The Tallest Shipping Container Building in the U.S. is in Downtown Phoenix
Local Studio’s IDA on McKinley was designed with sustainability in mind.
By Sara Crocker | Photography by Grey Shed Studio
With each new building, “we try to elevate the container,” says Local Studio architect and owner Brian Stark. In the case of the recently opened IDA on McKinley, it’s literal: At six stories, it is the tallest shipping container building in the country, but its display of sustainable living is what Stark hopes puts downtown Phoenix’s latest cargotecture project on the map.
“Doing this in an environment like the Sonoran Desert is a good way to prove something,” Stark says. “The hope is we can act responsibly, demonstrate it and hope that other people start doing the same thing.”
IDA, located at 3rd and McKinley streets—and named for President William McKinley’s wife—is built on a former 22-car parking lot. The small footprint meant building up. Sixty-four shipping containers, each measuring 40 feet long by 9-and-a-half feet tall, are stacked five high. The development has 18 one- and two-bedroom units, currently being leased for short-term stays. The interiors are modern, with ample natural light from floor-to-ceiling and picture-frame windows. With a warehouse feel, the floors—epoxied to highlight the plywood base of each container—show the history etched into them. “It gives some realness and authenticity,” Stark says.
“There is a uniqueness and novelty to the containers.”
—Brian Stark, architect
Externally, Local Studio employed approaches that allow form to meet function. The containers are painted a crisp white that reflects heat. Solar panels overhang the building to form a colonnade that shades the surrounding sidewalk as well as roof deck. The structure—which is made of 615,000 pounds of repurposed steel—captures rainwater that feeds the desertscaping along the street. Water refill and bike charging stations are available to guests (the building does not have dedicated car parking). IDA and its amenities meet nearly all of Phoenix’s Climate Action Plan goals, Stark says.

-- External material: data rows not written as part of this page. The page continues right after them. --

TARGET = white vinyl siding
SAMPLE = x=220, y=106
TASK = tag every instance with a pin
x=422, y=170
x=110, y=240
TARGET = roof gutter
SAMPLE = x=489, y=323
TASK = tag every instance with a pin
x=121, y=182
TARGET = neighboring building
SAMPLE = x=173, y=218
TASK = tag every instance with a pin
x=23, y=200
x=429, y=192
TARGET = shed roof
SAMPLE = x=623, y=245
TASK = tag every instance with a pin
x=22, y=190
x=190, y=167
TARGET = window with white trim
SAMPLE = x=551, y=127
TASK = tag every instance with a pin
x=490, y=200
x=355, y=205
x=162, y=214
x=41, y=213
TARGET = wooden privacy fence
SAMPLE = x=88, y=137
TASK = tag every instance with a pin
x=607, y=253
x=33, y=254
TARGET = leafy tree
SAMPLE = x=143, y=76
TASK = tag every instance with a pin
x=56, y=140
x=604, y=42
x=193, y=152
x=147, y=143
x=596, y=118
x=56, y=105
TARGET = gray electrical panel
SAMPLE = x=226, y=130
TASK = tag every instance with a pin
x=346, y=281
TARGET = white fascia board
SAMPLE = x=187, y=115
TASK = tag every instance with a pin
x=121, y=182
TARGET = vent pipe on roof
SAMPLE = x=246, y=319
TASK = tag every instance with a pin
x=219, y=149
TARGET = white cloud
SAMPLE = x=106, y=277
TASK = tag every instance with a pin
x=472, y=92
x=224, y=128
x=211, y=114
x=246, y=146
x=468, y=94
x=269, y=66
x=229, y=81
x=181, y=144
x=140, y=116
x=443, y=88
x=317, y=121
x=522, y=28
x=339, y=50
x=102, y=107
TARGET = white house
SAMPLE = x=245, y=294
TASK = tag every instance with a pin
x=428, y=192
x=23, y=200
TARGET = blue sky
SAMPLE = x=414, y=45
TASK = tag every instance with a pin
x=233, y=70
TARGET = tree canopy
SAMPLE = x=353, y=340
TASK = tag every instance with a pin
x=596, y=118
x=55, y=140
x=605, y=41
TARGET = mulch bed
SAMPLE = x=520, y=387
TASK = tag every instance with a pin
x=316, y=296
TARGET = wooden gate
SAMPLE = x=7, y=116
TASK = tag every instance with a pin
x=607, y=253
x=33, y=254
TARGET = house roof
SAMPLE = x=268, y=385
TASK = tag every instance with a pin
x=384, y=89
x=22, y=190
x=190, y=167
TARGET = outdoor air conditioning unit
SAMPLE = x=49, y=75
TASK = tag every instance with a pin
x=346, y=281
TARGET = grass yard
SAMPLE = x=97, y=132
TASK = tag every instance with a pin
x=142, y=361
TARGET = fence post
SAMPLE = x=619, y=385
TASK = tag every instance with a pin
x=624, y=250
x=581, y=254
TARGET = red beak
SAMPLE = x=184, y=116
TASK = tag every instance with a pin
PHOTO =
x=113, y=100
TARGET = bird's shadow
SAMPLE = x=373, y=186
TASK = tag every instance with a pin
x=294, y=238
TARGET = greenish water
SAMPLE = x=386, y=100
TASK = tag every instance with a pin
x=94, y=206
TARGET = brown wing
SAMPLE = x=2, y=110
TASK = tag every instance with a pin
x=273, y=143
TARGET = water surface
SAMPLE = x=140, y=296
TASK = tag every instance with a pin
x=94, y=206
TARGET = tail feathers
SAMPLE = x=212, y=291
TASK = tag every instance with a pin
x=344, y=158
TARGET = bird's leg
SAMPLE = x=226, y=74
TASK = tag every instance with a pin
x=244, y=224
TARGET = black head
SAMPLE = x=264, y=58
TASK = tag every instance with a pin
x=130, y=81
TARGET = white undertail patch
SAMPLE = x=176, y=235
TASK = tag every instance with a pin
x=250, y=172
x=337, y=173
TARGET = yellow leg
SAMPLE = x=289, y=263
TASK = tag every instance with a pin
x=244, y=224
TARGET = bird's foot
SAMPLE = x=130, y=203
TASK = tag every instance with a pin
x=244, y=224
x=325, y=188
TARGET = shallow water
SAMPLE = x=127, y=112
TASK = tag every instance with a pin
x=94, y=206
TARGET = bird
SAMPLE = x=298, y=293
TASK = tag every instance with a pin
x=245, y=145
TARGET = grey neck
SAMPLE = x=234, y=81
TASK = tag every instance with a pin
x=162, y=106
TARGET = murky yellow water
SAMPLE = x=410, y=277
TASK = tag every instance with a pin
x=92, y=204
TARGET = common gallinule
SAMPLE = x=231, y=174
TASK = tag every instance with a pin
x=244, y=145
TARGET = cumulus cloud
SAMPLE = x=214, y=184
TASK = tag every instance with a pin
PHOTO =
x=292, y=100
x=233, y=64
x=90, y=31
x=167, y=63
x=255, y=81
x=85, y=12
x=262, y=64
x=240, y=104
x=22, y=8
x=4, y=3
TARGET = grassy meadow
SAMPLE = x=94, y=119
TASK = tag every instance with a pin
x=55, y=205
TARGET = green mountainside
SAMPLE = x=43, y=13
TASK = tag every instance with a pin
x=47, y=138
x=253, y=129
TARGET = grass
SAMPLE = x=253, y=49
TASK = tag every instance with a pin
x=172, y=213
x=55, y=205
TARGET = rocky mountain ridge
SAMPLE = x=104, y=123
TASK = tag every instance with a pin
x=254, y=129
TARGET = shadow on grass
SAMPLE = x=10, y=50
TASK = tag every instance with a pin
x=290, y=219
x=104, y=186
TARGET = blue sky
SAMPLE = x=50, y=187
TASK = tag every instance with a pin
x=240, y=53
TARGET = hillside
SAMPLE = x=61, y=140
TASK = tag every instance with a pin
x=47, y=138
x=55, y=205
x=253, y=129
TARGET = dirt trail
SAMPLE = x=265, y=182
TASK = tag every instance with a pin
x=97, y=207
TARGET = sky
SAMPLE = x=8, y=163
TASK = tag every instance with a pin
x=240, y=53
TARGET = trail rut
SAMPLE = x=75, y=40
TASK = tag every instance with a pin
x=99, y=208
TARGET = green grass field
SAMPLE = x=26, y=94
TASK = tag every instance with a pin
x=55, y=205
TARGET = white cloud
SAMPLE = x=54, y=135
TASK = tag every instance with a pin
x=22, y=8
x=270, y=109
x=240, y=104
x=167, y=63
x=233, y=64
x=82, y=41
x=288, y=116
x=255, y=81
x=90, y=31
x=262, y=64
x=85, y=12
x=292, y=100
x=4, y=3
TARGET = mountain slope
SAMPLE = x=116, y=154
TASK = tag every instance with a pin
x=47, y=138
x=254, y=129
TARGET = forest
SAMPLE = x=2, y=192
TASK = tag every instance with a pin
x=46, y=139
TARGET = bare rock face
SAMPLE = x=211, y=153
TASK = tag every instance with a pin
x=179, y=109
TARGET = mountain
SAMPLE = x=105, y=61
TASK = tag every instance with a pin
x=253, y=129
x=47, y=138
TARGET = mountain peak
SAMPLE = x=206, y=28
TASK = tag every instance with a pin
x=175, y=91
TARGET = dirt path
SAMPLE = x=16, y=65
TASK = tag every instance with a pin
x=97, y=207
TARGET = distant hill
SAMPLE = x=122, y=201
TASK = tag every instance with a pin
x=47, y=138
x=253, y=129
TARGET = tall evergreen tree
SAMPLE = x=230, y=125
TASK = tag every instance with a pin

While Local Studio is still collecting data from IDA, they expect more than 35% savings on energy bills.
“The impact of a project like this is profound,” says City of Phoenix Mayor Kate Gallego. “The kind of thinking that brought the project into being is the same kind of thinking we can apply to structures throughout the city.”
Building with nontraditional materials such as containers, and then stacking them on top of concrete culverts traditionally used for water drainage under bridges, Local Studio worked closely with the city to make IDA a reality.
“For a design like this that’s never been done, these aren’t things that fit nicely into our standard building codes and our processes for how to build,” says Phoenix Deputy City Manager Mario Paniagua. It took time and flexibility from both parties, but the result is “so cool, so innovative, so unique,” Paniagua says. “We see it as a demonstration project to show others what can be done and what we’re willing to do to work with them to make it happen.”
IDA marks Local Studio’s fifth container project in Phoenix, which started with the downtown apartments Containers on Grand in 2015 and the shopping and dining hub The Churchill in 2018. “I find it interesting to repurpose material that exists in our world,” Stark says, adding that he wants to combat the ubiquity of stucco high-rises. “There is a uniqueness and novelty to the containers.”
Starting in February, Stark will launch 20-foot prefabricated, solar- and battery-powered shipping container studios that can be installed in residential backyards. A one-bed, one-bath model is also in the works, with the potential to offer generational living or an income-earning unit for homeowners.
“The kind of thinking that brought the project into being is the same kind of thinking we can apply to structures throughout the city.”